To get a binary-like value out of a number-like value and reduce the memory usage in this case, use "logical" storage, created by logical(X). For example, building from above,

logicalmys = logical(mys);

creates a sparse bool matrix, that takes up less memory (1-byte logical rather than 8-byte double for the values array).

Adding more information to the whos information using whos_line_format helps illuminate the situation: The default string includes 5 of the 7 properties (see docs for more). I'm using the format string

whos_line_format(" %a:4; %ln:6; %cs:16:6:1; %rb:12; %lc:8; %e:10; %t:20;\n")

to add display of "elements", and "type" (which is distinct from "class").
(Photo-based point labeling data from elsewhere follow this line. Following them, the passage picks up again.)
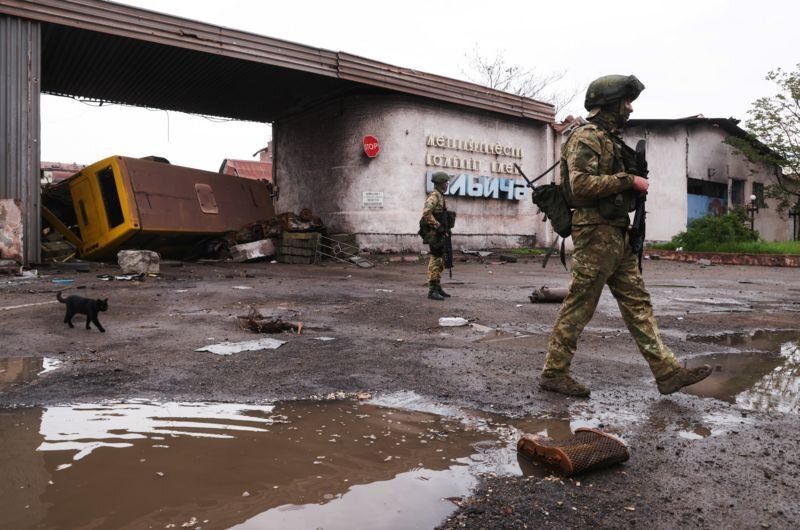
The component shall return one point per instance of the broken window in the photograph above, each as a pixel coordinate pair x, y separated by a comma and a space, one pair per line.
108, 190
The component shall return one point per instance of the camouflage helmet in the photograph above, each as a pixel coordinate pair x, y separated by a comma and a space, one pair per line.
440, 177
611, 88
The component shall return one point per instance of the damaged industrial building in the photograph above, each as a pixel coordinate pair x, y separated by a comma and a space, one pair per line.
354, 140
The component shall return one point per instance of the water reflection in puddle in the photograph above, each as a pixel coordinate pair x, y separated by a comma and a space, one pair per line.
295, 465
18, 370
766, 379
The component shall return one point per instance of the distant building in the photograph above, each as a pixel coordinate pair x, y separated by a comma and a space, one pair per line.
693, 173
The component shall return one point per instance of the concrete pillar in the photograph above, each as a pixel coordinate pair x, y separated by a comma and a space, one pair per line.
20, 71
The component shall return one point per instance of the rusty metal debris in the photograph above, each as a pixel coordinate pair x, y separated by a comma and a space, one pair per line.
587, 450
258, 323
545, 295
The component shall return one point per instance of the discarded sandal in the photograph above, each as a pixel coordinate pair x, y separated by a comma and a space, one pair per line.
683, 377
588, 449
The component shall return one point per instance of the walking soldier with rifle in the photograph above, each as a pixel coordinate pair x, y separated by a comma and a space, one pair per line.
602, 180
435, 229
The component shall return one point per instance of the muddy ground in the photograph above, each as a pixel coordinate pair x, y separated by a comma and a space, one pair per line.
746, 475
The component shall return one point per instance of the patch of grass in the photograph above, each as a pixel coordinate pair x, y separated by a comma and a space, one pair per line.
739, 247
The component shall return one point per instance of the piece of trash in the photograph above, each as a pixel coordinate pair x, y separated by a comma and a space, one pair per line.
138, 261
480, 328
227, 348
253, 251
546, 295
258, 323
453, 321
587, 450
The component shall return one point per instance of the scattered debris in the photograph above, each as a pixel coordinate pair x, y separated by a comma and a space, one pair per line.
453, 321
546, 295
480, 253
258, 323
138, 261
253, 251
227, 348
480, 328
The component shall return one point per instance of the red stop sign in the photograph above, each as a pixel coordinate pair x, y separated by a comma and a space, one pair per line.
371, 147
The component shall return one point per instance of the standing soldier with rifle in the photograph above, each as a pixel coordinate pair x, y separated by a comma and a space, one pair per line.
435, 227
601, 181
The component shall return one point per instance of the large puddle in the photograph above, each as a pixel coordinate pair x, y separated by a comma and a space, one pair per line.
763, 376
331, 464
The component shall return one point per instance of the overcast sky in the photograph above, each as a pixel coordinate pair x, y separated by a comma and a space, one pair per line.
695, 57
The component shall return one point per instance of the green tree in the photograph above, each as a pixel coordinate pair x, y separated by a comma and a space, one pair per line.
774, 137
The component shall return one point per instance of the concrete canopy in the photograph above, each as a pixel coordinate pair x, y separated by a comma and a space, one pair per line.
121, 54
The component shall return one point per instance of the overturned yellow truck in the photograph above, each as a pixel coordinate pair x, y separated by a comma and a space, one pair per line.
121, 202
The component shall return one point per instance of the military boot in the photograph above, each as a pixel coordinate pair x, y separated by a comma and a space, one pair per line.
433, 292
563, 384
683, 377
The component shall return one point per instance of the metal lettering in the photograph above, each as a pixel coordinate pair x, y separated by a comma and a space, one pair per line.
458, 185
475, 186
491, 188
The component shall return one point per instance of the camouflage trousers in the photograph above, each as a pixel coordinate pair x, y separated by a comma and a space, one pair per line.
603, 256
435, 268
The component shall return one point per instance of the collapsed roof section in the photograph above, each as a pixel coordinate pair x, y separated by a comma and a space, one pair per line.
121, 54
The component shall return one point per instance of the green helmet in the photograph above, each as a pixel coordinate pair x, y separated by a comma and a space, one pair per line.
611, 88
440, 177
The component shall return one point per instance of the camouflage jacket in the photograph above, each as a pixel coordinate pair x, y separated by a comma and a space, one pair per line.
434, 205
593, 170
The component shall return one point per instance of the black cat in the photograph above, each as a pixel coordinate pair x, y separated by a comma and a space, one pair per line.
84, 306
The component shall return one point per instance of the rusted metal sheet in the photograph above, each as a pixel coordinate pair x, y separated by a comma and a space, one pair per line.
248, 169
20, 71
164, 61
11, 229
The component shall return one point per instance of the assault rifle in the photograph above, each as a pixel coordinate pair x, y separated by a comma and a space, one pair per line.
551, 202
637, 231
447, 241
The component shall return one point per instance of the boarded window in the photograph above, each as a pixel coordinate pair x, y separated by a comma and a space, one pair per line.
737, 192
758, 191
108, 190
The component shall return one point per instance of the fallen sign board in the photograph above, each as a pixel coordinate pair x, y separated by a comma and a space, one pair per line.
227, 348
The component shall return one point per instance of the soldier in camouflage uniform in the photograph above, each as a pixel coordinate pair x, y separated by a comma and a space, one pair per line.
435, 204
602, 191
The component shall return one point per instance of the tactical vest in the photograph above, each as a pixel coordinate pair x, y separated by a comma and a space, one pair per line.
619, 158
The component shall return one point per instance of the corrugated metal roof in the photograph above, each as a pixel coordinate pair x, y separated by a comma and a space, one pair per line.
124, 54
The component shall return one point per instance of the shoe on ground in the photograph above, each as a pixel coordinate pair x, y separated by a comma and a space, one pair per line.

With that, whos mys logicalmys shows something like

 Attr Name            Size      Bytes Class      Elements                 Type
 ==== ====            ====      ===== =====      ========                 ==== 
      mys          1024x1024   391100 double        32250        sparse matrix
      logicalmys   1024x1024   165350 logical       32250   sparse bool matrix

So this shows a distinction between sparse matrix and sparse bool matrix. However, the total memory consumed by logicalmys is consistent with actually storing an array of NNZ booleans (1-byte) -- That is:

  • totalMemory minus rowIndices minus columnOffsets leaves NNZ bytes left;

in numbers,

  • 165350 - 32250*4 - 1025*4 == 32250.

So we're still storing 32250 elements, all of which are 1. Further, if you set one of the 1-elements to zero, it reduces the reported storage! For a good time, try: pick a nonzero element, e.g., (42,1), then zero it: logicalmys(42,1) = 0; then whos it!

My hope is that this is correct, and that this clarifies some things for those who might be interested. Comments, corrections, or actual answers welcome!